It's true. My hair is turning grey.
You'd imagine that such being the case I'd wear it short to display the grey to it's least advantage.
Hell no! If it's going to show the passage of years I might as well milk it for all it's worth. Why else do greybeards grow such grey beards?
But I can't grow a beard to save my life. Well I can, kinda, but it's such a pitiful and uncomfortable beard that it's not worth the trouble. I know; I tried in late 1987. At about day 7 one of my workmates, at a team meeting, offered to run book on when I'd manage to completely cover my chin. I laughed along with the rest of the team but I fancy my laughter was somewhat less comfortable than theirs.
By day 21 I had a beard that completely hid my chin but it felt greasy and chafed like you wouldn't believe. But I stuck it out, for the nonce. I shampooed the bugger every day but it never lost that greasy feel. On Christmas day 1987 I went to Christmas with my folks and I was photographed. When I saw the developed photo I was aghast. Not so much a cognitive human being as an aggrandised monkey. I lost the beard that day and I've never worn one since!
So back to the hair. In the 1960's when long hair was all the rage I had a crewcut. Dunno why; I wasn't much given to thoughts of social change at the time. But sometime in the mid 1970's I stopped having haircuts and grew my hair down to below my elbows. Did the whole thing; henna shampoo to impart that red glow... curlers to impart the curls.
Yeah, I did curlers. In mid 1975 I was cooking dinner for some friends who were coming over (my best mate Heino's sister and her husband as it happens - June 30th 1975). Halfway through cooking and just before they arrived I remembered some ingredient I needed and had forgotten. So I nipped over to the supermarket just up the street and snagged whatever it was. I was standing in line behind a woman with a full shopping cart. 'Excuse me' I said, 'would you mind if I went ahead. I have just this one thing and my roast is in danger of burning!'. Open mouthed she let me take precedence! 30 years down the track she's probably forgotten the incident; I certainly hope she has!
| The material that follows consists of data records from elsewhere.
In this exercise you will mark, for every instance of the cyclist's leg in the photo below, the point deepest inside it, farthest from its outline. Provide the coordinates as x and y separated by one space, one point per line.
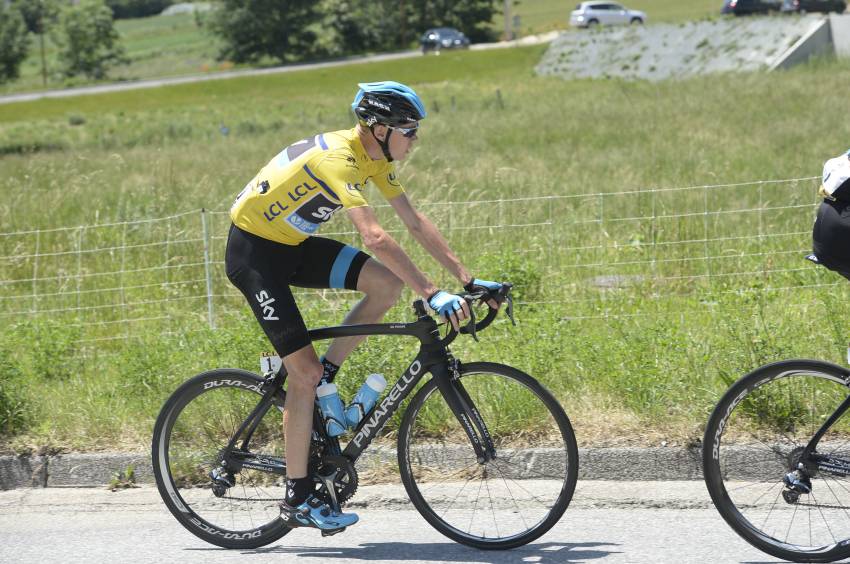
382 289
263 270
331 264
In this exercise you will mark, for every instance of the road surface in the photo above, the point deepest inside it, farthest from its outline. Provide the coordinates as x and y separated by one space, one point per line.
608 522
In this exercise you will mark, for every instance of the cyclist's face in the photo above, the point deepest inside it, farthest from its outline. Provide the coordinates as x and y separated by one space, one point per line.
402 139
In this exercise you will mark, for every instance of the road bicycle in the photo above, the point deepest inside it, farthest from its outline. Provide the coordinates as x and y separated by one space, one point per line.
776 459
481 473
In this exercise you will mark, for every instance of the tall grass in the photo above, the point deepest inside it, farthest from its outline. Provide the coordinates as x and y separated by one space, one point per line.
637 363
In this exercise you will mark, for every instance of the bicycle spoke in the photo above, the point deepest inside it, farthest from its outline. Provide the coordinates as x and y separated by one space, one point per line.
521 499
767 420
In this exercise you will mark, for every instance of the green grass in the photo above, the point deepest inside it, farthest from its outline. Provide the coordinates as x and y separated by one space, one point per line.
636 364
156 46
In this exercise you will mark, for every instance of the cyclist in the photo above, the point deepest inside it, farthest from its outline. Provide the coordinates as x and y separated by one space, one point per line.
272 245
831 232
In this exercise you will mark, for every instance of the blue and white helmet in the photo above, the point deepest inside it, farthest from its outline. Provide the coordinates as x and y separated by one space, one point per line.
387 103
The following year I bought my favourite hairbrush. I've written about it before[^]. The only thing, apart from my skin and bones and memory that I still possess from that time.
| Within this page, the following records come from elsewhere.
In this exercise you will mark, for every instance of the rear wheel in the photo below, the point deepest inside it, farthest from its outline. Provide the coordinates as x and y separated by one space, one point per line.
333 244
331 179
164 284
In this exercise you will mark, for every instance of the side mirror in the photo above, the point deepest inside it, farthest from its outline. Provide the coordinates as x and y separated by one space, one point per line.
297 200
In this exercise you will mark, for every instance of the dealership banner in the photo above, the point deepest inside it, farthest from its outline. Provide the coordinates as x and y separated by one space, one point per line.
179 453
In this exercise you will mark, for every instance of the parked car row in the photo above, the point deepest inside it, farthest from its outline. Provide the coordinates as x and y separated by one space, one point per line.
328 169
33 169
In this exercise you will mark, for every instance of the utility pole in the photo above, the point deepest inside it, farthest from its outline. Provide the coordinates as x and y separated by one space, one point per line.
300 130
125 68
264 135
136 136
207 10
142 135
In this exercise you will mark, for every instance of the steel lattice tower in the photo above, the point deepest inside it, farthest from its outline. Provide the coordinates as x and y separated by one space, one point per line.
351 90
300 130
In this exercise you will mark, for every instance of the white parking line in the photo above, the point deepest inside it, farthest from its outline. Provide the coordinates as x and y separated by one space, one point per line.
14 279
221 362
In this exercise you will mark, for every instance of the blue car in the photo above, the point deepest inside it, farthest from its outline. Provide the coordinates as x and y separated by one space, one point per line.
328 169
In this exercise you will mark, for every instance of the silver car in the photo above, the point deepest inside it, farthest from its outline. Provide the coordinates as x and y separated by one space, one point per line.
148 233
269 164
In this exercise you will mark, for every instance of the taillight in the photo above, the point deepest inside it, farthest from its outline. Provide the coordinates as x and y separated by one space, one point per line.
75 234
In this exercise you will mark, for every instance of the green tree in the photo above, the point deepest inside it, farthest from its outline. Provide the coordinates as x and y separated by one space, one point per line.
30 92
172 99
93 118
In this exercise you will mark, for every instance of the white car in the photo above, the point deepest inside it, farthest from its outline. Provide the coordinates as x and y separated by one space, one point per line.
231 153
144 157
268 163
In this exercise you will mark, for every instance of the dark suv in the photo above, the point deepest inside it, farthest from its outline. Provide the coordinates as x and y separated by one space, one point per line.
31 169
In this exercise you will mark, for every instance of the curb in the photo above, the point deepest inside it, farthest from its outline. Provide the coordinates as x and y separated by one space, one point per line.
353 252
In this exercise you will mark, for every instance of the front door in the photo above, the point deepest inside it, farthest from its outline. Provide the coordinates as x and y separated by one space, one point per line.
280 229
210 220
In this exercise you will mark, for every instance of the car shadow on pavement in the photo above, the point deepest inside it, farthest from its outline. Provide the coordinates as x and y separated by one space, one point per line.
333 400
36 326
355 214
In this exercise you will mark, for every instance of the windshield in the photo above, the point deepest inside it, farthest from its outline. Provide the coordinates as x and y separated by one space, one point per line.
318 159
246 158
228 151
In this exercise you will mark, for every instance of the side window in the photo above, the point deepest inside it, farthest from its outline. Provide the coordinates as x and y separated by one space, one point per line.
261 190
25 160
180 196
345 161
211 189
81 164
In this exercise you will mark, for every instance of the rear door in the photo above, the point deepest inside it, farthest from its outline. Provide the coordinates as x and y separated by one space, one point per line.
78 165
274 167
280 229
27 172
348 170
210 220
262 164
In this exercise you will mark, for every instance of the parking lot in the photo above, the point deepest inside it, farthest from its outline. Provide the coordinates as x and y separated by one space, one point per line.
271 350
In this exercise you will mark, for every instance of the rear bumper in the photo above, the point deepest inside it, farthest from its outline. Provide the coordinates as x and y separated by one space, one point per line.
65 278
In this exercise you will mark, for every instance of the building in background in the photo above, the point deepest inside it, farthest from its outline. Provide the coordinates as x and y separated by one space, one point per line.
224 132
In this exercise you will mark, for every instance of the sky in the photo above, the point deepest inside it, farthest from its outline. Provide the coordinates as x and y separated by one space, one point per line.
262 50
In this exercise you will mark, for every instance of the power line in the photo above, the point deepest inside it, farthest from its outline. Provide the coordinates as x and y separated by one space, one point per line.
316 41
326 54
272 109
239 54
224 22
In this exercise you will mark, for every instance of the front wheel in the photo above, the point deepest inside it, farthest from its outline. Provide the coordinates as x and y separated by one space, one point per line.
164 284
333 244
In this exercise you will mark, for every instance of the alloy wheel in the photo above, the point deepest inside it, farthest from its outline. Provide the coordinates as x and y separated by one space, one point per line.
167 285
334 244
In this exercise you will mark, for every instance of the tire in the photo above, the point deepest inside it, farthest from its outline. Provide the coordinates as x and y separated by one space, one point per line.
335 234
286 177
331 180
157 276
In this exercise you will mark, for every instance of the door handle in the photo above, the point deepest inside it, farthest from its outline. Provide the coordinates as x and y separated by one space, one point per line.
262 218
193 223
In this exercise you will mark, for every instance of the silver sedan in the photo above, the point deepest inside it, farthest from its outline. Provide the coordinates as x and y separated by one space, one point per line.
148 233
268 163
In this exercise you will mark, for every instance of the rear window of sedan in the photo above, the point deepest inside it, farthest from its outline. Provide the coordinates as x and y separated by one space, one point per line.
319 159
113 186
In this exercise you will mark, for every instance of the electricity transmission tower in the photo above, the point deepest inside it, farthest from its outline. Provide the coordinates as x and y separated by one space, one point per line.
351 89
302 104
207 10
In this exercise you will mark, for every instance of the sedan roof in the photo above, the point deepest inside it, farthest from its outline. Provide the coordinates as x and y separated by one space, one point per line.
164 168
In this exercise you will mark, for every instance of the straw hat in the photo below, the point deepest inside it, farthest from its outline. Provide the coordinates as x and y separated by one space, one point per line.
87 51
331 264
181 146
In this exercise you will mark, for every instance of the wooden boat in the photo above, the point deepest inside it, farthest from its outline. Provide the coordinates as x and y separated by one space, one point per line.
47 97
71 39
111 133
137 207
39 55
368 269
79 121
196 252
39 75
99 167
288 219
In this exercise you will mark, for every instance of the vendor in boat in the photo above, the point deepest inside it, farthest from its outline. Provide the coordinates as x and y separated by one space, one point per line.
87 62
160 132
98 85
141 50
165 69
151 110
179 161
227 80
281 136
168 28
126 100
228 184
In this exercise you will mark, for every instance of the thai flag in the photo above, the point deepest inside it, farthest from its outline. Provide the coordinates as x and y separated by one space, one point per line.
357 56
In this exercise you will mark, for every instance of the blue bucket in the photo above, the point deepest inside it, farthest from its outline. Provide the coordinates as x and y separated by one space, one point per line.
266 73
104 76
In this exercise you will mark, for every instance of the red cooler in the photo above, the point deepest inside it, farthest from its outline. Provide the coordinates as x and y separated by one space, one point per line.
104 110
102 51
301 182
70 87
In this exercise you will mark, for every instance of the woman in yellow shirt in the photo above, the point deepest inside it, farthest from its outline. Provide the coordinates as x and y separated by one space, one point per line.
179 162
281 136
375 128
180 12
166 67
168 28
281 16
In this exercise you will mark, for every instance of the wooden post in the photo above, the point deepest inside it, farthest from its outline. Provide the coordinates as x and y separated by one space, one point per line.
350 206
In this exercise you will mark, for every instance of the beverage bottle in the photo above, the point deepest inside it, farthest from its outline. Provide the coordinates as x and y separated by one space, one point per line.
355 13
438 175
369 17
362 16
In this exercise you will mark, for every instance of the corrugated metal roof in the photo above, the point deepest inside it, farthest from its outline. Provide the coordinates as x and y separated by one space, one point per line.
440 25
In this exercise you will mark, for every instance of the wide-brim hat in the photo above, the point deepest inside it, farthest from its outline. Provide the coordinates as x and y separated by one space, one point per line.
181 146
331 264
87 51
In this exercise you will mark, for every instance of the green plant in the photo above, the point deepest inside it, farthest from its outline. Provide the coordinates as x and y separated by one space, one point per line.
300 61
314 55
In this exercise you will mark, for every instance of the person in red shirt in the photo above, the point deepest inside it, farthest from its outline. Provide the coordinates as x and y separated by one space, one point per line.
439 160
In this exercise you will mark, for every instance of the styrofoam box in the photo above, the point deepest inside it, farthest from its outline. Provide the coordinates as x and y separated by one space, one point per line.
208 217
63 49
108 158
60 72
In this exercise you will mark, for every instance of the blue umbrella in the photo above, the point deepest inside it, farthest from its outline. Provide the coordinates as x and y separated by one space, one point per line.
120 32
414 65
On Friday July 11th 1986 I had dinner with my first wife at the Pancake Parlour, Doncaster Road, Melbourne. It was the night before my second trip to the US (now you know why I remember the date ). Suddenly she shrieked (you have to know her to understand how accurate a description that is) as she poked at my hair just above my left ear. 'You've got white hair!'. I was aghast. It seems that I had three white hairs!
It's almost 19 years since that day and I'm reconciled to my grey. I remember swearing, back in the days, 20 or more years ago when it was still a remote future, that when I started to go grey I'd do it with dignity. None of your Grecian 2000 for this little grey duck! I'm going to stick with that resolution. The choice is between being extinguished and distinguished. I'd much rather be a dis than an ex!
I'm almost at my goal of growing my hair back to my elbows!
But of course you know that I blame my step kids! Yeah, that's the ticket; it's their fault; nothing whatsoever to do with being 50!